Le snesip cfe-cgc pour la branche animation

Restructuration des Branches 1

24 oct 2016 à 09h31
Ecouter les acteurs de terrain et pas les technocrates, seul gage de réussite !
Dans le cadre de la sous-commission de la CNNC sur la restructuration des branches du 20 octobre, sous la présidence exceptionnelle de Myriam El Khomri, la CFE-CGC a rappelé son attachement au dialogue social de branche.
Si la branche est le lieu le plus approprié pour assurer un socle économique et social cohérent, c’est notamment par sa capacité à produire les études nécessaires à la mise en œuvre de politiques bénéficiant tant aux entreprises qu’à ses salariés.
Le contrat d’étude prospectif (avec la contribution de l’État), les travaux des observatoires des métiers et enquêtes de branche contribuent, par exemple, à définir la politique emploi et formation, à mettre en adéquation besoins de compétences et offres de formation. Le bon fonctionnement du paritarisme au niveau de la branche, n’en déplaise à ses détracteurs, apporte des solutions «gagnant-gagnant» car il est mis en œuvre par ceux qui connaissent les problématiques du « cœur de métier ».
 

 

 

 
 
La CFE-CGC est donc mobilisée pour un rapprochement des branches mais pas de n’importe quelle manière, celle-ci devant se faire impérativement par ces acteurs de terrain. La CFE-CGC est ainsi totalement opposée à une décision finale administrative par l’État en cas d’échec des négociations.
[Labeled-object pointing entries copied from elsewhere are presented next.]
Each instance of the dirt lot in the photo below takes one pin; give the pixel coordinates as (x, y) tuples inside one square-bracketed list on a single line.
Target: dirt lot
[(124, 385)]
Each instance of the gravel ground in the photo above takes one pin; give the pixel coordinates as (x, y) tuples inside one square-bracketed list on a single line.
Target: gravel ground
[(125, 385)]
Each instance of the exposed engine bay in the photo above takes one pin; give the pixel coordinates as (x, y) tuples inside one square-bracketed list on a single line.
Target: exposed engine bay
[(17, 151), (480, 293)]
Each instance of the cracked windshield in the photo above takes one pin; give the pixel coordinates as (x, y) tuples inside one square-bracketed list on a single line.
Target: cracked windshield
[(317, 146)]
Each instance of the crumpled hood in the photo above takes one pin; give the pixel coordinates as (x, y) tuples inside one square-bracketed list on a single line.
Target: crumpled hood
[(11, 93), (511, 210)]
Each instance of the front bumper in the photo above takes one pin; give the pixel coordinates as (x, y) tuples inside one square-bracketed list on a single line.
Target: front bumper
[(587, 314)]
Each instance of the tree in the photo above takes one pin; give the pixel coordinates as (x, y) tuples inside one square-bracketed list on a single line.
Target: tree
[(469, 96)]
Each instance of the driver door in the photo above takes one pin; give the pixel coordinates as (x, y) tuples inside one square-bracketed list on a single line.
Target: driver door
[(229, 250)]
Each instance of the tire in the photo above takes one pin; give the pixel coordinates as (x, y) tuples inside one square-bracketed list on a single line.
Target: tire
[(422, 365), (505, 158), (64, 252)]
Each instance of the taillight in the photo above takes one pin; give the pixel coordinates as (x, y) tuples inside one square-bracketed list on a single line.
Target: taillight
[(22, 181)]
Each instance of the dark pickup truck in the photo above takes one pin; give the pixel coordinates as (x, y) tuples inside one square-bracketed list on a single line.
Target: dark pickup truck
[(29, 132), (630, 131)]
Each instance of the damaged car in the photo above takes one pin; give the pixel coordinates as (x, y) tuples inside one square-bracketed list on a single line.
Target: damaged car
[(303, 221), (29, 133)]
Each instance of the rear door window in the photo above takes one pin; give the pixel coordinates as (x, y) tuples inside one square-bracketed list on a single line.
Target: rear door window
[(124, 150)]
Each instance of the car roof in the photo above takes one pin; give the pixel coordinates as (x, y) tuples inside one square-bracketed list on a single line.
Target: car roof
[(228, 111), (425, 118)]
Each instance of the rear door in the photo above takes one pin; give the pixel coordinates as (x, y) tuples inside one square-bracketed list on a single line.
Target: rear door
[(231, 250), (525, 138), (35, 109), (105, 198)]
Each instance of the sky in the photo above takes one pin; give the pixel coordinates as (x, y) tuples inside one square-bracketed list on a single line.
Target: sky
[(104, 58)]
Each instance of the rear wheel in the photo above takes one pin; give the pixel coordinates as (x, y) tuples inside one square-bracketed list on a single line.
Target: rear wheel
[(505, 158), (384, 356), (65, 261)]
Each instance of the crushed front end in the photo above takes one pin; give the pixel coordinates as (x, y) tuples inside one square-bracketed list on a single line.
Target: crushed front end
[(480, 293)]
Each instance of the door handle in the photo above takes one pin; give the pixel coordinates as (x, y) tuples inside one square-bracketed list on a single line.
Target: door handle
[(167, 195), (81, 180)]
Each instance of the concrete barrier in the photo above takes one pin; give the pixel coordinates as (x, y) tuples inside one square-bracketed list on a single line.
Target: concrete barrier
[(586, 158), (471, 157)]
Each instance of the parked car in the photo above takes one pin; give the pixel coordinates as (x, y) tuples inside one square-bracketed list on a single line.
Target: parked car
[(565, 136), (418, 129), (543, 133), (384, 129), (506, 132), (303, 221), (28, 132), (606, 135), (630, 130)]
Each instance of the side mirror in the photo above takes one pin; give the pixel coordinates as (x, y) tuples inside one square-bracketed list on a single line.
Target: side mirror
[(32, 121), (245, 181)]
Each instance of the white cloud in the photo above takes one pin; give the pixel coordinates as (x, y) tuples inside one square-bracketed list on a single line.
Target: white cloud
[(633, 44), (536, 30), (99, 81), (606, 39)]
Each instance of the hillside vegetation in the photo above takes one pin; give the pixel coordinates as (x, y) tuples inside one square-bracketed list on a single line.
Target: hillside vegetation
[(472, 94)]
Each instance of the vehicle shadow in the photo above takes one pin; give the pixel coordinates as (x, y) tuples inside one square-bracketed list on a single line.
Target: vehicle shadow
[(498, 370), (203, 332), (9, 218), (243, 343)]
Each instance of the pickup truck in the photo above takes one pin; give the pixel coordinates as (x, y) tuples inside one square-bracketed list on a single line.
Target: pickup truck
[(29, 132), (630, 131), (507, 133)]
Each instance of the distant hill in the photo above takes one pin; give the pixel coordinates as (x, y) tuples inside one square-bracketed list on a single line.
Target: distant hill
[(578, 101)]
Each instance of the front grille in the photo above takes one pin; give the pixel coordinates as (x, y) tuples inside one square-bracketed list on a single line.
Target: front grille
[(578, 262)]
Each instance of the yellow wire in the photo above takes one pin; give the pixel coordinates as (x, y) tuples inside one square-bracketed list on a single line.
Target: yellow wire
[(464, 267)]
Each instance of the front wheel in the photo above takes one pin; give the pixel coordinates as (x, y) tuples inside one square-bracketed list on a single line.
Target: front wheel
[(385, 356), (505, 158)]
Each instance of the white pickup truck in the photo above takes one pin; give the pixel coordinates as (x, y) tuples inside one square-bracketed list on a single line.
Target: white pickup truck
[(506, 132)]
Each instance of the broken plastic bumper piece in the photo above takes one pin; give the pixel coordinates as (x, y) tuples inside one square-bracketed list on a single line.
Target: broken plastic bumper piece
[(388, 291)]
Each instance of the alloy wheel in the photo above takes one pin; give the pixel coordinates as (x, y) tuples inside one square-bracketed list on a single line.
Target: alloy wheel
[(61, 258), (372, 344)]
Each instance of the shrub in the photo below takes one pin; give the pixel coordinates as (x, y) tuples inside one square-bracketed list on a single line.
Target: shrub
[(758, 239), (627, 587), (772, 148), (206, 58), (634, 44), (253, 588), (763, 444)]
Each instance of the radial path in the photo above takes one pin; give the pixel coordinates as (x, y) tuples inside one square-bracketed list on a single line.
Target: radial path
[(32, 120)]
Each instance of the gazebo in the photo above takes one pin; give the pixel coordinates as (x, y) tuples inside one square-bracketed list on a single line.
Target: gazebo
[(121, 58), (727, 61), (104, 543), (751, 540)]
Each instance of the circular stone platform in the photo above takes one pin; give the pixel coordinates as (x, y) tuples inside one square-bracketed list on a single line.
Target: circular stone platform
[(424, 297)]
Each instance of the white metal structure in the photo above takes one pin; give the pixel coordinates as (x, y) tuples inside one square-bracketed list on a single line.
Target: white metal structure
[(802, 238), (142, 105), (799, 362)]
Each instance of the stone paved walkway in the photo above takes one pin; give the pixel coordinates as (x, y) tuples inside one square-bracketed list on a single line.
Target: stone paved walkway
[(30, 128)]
La suppression et la fusion de branches ne doivent se faire qu’après un temps préalable d’appropriation et par voie de négociation.
La CFE-CGC est volontaire pour travailler aux restructurations intelligentes basées sur la proximité des métiers, assurant une amélioration des droits des salariés et une recherche de synergie.
Il faut en outre impérativement, comme le demande la CFE-CGC depuis le départ, s’interroger sur le pourquoi du non fonctionnement de certaines branches. Seuls le niveau de fonctionnement du dialogue social et le partage de problématiques métier doivent guider la réflexion de rapprochement de conventions collectives. De ce fait, le seuil des 5 000 salariés comme critère proposé dans le projet de décret n’a aucun sens.
La CFE-CGC demande enfin que soit abordée la problématique des moyens permettant une participation effective et efficace de tous au dialogue social de branche. La capacité de libérer les représentants des employeurs et des salariés, d’assurer leur montée en compétence, est un élément majeur de la réussite de la restructuration des branches.